I swallowed the tight pull in my throat in order to push the words out. “I just want to get the heck out of here, okay?”
He nodded and brushed his lips over my forehead, pulling me into his chest. His scent wrapped around me and lifted the dark cloud from my mood. I pushed him from me suddenly, remembering why it was that we were there in the first place.
“Please tell me you found them,” I asked with desperation.
“Maya is waiting for us, but…” His face fell. The laugh lines around his gorgeous eyes suddenly becoming folds of worry and deep sorrow.
My eyes searched his. “What?”
I need not have asked, the answer was evident in his tortured midnight glare as his eyes found mine. I covered my face with my hands, not sure what emotion I was experiencing at that very moment. It was too much, too many, and my
instinct
tore them away from me before I had a chance to feel the weight of it all.
“Come, let’s get out of here, your sister needs you right now,” he said, obviously seeing the change in me. I was not only losing the sensation of any feeling on my skin, but my instinct was so tuned on survival, it was determined to shut out any human emotion. I fought it, not wanting to go back to that lonely place.
“No, wait!” I pulled my hand out of his.
He turned. “There is nothing you can do – it’s done, I’m sorry, but you can’t fix this right now.”
“I… I…” I, what? I was blank. Arriana could not be dead.
He tied a rope around my waist and as he pulled it tighter around my hips, I lost my balance and fell into his embrace. He held me close to his chest once again, exhaling a deep, hurtful sigh. “Everything is going to be alright. I promise.”
He pulled us to the arch. “You first,” he said, motioning for me to go out the window.

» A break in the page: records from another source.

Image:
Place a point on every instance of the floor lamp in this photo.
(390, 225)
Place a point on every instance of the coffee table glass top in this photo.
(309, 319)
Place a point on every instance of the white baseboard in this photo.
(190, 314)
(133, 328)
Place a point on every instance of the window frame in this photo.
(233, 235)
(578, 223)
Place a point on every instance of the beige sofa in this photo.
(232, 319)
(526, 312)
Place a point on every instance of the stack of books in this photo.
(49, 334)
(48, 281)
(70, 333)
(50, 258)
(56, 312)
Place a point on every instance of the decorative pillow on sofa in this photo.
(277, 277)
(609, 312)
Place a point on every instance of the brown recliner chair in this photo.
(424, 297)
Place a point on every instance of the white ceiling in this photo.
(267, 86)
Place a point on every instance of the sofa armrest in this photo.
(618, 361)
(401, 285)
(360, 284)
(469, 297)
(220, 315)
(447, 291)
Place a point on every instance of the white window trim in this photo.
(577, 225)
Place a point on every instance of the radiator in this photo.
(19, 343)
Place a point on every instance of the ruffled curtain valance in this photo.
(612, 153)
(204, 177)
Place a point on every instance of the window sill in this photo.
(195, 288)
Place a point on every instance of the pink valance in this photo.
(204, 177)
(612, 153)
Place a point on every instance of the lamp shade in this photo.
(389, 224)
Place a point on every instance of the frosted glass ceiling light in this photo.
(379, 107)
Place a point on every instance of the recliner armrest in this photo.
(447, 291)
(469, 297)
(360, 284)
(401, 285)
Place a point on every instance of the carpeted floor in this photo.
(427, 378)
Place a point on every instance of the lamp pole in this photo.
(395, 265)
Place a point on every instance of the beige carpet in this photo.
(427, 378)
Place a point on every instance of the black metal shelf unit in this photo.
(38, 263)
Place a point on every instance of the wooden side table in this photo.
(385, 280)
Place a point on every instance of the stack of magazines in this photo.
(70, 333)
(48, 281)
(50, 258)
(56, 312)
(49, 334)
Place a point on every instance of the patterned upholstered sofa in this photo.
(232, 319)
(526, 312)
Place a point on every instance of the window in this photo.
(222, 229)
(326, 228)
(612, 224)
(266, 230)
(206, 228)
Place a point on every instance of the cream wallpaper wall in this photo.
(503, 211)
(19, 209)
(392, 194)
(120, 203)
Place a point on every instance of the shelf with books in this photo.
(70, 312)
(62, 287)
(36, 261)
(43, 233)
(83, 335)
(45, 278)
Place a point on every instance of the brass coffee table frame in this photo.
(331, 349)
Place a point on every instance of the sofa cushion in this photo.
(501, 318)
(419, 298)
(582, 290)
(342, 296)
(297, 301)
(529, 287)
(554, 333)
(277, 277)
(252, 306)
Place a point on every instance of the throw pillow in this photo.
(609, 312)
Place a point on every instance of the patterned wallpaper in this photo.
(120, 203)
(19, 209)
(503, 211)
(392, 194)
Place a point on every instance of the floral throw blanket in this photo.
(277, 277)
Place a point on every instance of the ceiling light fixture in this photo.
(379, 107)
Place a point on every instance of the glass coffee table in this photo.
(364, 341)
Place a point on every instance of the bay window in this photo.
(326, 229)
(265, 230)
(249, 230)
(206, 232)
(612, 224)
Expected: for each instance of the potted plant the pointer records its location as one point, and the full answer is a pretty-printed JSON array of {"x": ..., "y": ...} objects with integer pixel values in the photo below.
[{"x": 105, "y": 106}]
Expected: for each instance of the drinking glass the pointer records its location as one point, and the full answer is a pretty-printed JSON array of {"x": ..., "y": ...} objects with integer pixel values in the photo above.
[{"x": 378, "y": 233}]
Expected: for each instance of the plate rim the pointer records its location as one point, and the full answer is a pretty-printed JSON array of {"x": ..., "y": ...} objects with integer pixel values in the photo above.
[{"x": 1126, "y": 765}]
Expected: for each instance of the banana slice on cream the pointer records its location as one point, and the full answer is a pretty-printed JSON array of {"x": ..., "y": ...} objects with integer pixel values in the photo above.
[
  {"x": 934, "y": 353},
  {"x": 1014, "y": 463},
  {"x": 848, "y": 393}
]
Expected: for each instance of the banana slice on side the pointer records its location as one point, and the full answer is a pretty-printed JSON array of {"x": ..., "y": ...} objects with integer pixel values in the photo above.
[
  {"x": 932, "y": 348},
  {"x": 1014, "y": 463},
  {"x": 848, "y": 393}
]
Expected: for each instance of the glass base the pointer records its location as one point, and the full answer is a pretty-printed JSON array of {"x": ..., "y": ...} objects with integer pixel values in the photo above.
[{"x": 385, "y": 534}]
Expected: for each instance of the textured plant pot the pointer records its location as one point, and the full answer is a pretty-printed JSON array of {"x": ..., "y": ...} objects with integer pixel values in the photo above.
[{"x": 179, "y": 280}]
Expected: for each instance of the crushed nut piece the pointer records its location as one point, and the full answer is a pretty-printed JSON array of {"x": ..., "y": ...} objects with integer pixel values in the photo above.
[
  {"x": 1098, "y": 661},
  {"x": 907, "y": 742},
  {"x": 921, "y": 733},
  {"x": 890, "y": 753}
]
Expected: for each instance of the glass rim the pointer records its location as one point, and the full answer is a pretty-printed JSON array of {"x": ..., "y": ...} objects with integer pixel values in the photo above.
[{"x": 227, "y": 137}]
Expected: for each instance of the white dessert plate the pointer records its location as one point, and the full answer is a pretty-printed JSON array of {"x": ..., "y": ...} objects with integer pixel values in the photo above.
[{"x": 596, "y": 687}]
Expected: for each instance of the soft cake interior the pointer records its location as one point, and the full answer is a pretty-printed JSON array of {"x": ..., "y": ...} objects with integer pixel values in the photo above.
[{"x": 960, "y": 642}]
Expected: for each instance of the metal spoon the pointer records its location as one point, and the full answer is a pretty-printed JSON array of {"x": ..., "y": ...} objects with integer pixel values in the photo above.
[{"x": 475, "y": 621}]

I hesitated. “Now, Ava!” His face motionless.
I climbed through feet first, holding on to the stone frame beside me, one foot at a time, balancing on the ledge, staring down into the blackness. I couldn’t believe we were leaving Arriana behind. The star-speckled night air and the faint, yellow glow of the sand surrounding the entire stone fortress reminded me of where we were, but for a moment I didn’t remember getting there. I just remember being there.
“You better go, before I push you,” Troy’s voice brought me back.
“You wouldn…” But before I had a chance to finish my sentence, he pushed me from the window. I smiled as I went down, the rush of wind filling my lungs, pins and needles erupting from my chest all the way out. I screamed just before the ground came too close, but was yanked back by the rope. Troy was walking down the wall with a rope assisting his decent, along with a measure of extraordinary control. He gave me that gorgeous smirk as he reached my side, walking along casually.
“You could have killed me!” I yelled, while my body spun vertically above the fine, dusty, golden sand just inches away from my face. Troy used his feet to push himself from the side of the stone building and released the rope to drop down to the ground. The faint glow from the small fires burning against the outside of the building reflected in his black boots. He stared up at me with a naughty grin.